The FOURIER trial (Further Cardiovascular Outcomes Research with PCSK9 Inhibition in Subjects with Elevated Risk) was a large study that determined the clinical use of PCSK9 inhibitor evolocumab given in addition to standard statin therapy. The results of the study were presented at the 2017 American Heart Association Scientific Sessions by Marc Bonaca, MD, MPH, investigator at the TIMI Study Group and director of the Aortic Disease Center at Brigham and Women's Hospital. The study is published in the journal Circulation.
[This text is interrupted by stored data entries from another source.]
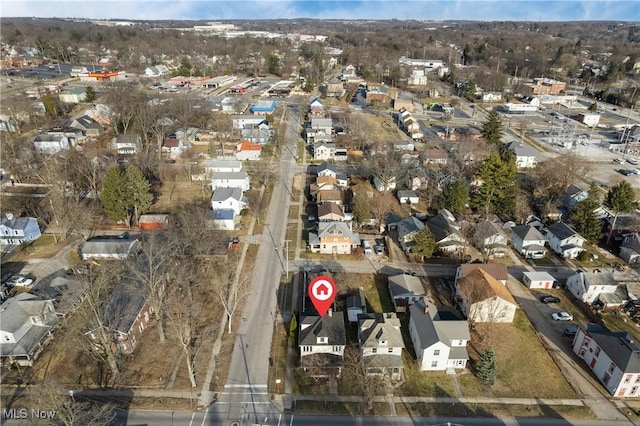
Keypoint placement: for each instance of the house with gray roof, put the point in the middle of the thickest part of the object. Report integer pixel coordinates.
(380, 341)
(613, 357)
(18, 230)
(321, 341)
(587, 286)
(564, 240)
(446, 232)
(630, 248)
(528, 241)
(405, 290)
(439, 337)
(25, 328)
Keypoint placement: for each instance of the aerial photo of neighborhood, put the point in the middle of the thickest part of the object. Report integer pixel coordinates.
(320, 213)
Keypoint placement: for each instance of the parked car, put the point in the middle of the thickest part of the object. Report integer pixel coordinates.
(570, 331)
(562, 316)
(19, 281)
(547, 298)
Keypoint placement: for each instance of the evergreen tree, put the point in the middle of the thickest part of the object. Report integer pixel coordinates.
(113, 196)
(138, 192)
(90, 94)
(584, 217)
(498, 189)
(455, 196)
(620, 199)
(487, 368)
(492, 129)
(424, 244)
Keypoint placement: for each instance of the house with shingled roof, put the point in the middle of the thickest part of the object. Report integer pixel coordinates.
(439, 337)
(380, 341)
(613, 357)
(483, 299)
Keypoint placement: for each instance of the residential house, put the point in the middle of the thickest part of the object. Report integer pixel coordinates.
(356, 304)
(25, 328)
(18, 230)
(528, 241)
(331, 212)
(324, 150)
(381, 344)
(587, 286)
(107, 247)
(526, 157)
(405, 290)
(439, 337)
(490, 239)
(88, 126)
(126, 144)
(319, 130)
(333, 238)
(334, 87)
(407, 229)
(384, 185)
(321, 341)
(247, 151)
(329, 196)
(434, 156)
(408, 197)
(630, 248)
(538, 279)
(126, 316)
(497, 270)
(564, 240)
(263, 107)
(73, 95)
(613, 357)
(446, 232)
(483, 299)
(230, 180)
(229, 199)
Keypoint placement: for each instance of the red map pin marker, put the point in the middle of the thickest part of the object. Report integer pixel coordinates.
(322, 291)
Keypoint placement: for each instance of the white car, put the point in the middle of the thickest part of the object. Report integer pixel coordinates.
(562, 316)
(19, 281)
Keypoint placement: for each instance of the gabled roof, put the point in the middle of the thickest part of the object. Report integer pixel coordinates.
(621, 347)
(527, 233)
(435, 325)
(400, 285)
(330, 326)
(496, 270)
(484, 286)
(562, 231)
(375, 327)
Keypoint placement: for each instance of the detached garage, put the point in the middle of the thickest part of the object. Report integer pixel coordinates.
(538, 280)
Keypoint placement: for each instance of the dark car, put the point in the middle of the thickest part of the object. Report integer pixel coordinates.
(547, 298)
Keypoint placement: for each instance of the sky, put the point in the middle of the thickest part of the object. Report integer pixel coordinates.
(477, 10)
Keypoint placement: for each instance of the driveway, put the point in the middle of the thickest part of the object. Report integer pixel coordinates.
(559, 347)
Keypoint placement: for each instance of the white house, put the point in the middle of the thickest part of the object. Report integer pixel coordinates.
(18, 230)
(483, 299)
(528, 241)
(538, 280)
(564, 240)
(612, 357)
(587, 286)
(321, 341)
(25, 328)
(381, 344)
(405, 290)
(439, 337)
(230, 180)
(228, 198)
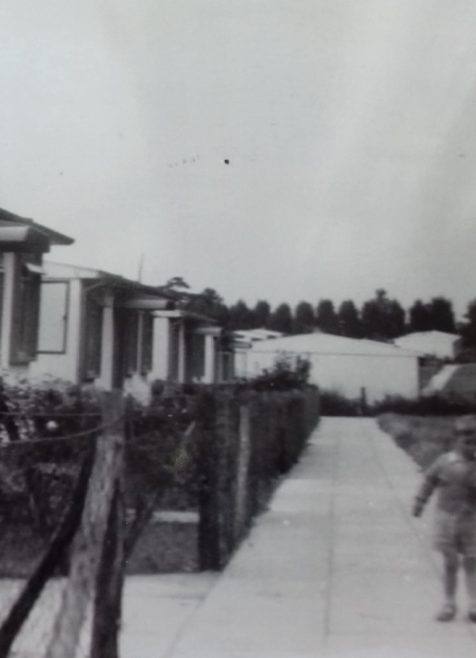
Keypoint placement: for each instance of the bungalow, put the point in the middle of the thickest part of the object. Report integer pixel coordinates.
(352, 367)
(438, 344)
(101, 328)
(22, 245)
(243, 340)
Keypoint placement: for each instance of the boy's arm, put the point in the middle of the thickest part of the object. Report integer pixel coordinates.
(426, 489)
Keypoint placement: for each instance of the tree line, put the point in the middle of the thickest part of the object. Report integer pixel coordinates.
(378, 318)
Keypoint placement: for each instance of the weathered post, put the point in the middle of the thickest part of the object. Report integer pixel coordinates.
(88, 545)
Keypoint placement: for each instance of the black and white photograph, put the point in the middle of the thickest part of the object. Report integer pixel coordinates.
(237, 329)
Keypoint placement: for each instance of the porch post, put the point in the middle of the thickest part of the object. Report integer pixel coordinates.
(182, 356)
(160, 348)
(209, 374)
(9, 262)
(107, 343)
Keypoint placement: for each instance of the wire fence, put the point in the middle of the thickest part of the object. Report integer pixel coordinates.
(79, 488)
(48, 461)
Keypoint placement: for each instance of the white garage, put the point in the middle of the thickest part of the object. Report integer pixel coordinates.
(349, 366)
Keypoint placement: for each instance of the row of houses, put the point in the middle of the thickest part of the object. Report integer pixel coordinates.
(355, 368)
(84, 325)
(88, 326)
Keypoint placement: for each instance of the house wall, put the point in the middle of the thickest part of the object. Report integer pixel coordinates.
(15, 360)
(440, 347)
(349, 374)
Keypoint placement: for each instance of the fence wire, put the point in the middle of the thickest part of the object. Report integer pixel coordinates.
(42, 458)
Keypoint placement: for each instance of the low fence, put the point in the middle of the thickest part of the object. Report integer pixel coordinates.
(246, 442)
(80, 488)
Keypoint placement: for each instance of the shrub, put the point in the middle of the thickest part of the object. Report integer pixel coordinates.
(333, 403)
(431, 405)
(287, 374)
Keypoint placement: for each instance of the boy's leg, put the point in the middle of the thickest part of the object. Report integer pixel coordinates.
(450, 581)
(469, 566)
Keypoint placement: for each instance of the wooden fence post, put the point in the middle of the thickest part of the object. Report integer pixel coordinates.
(89, 541)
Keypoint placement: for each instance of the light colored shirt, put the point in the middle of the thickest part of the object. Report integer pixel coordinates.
(454, 478)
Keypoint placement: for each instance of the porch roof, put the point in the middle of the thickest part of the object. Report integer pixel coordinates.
(9, 219)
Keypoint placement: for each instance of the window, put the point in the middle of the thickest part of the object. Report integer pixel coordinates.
(92, 338)
(25, 311)
(147, 338)
(53, 316)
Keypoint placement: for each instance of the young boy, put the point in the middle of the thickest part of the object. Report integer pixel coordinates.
(453, 475)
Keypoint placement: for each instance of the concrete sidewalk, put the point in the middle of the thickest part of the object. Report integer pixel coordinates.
(335, 568)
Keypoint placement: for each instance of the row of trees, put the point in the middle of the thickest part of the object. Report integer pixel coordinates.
(378, 318)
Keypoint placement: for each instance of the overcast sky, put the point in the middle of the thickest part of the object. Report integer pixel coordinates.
(349, 126)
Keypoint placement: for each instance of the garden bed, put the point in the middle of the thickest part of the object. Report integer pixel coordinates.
(423, 437)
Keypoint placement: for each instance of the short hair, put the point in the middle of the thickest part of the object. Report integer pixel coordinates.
(467, 422)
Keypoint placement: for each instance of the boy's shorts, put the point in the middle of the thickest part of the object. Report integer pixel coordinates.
(453, 533)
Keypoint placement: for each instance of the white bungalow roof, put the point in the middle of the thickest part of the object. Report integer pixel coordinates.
(433, 335)
(320, 343)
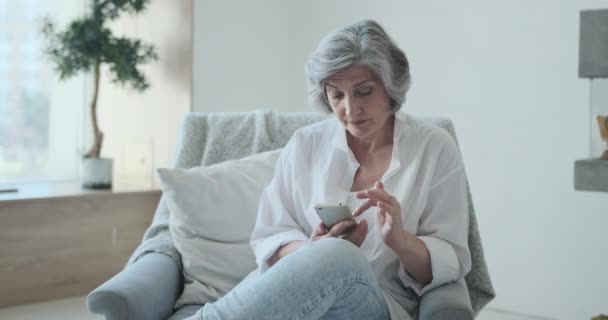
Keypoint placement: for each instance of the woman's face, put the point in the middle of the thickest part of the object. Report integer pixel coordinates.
(359, 100)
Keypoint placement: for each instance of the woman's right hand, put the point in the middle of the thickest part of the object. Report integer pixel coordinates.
(346, 229)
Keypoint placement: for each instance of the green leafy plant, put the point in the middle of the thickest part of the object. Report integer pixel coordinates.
(87, 43)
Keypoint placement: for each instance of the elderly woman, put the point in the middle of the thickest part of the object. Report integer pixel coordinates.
(403, 178)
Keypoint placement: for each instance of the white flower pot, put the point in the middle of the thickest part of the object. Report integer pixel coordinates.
(96, 173)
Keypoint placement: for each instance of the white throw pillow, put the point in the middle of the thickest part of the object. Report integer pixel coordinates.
(213, 212)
Peripheral Artery Disease (PAD)

Peripheral Artery Disease is a circulatory problem where the blood circulation to the lower limbs is limited due to narrow arteries. Patients with PAD are at heightened risk of major adverse cardiovascular events including myocardial infarction, stroke, and cardiovascular death. PAD is also majorly associated with major adverse limb events including acute limb ischemia and major amputation. It is usually caused due to fatty deposits in the arteries called atherosclerosis.

Treatment

Despite the best treatments using high-intensity statins, the risk of cardiovascular and limb events remains high. While low-density lipoprotein (LDL) cholesterol, a modifiable risk factor for cardiovascular disease, has been studied in association with atherosclerosis, very few studies show its efficiency in treating PAD patients.

Evolocumab

Evolocumab is a member of a new class of cholesterol-lowering drugs known as PCSK9 inhibitors. This group of drugs have emerged as an effective treatment in lowering LDL to an extent that is not possible by statin therapy alone. Evolocumab reduces LDL cholesterol levels by approximately 60%.

FOURIER Clinical Trial

FOURIER was a very large trial involving 27,564 patients with either atherosclerosis, PAD, myocardial infarctions, stoke and other conditions in 49 countries, who were on statin therapy. The aim of the trial was to determine if the addition of evolocumab to standard statin therapy reduced the risk of adverse cardiovascular events. This was a randomized trial where some received evolocumab while others received the placebo. Patients were observed for approximately 2.5 years for cardiovascular and limb events.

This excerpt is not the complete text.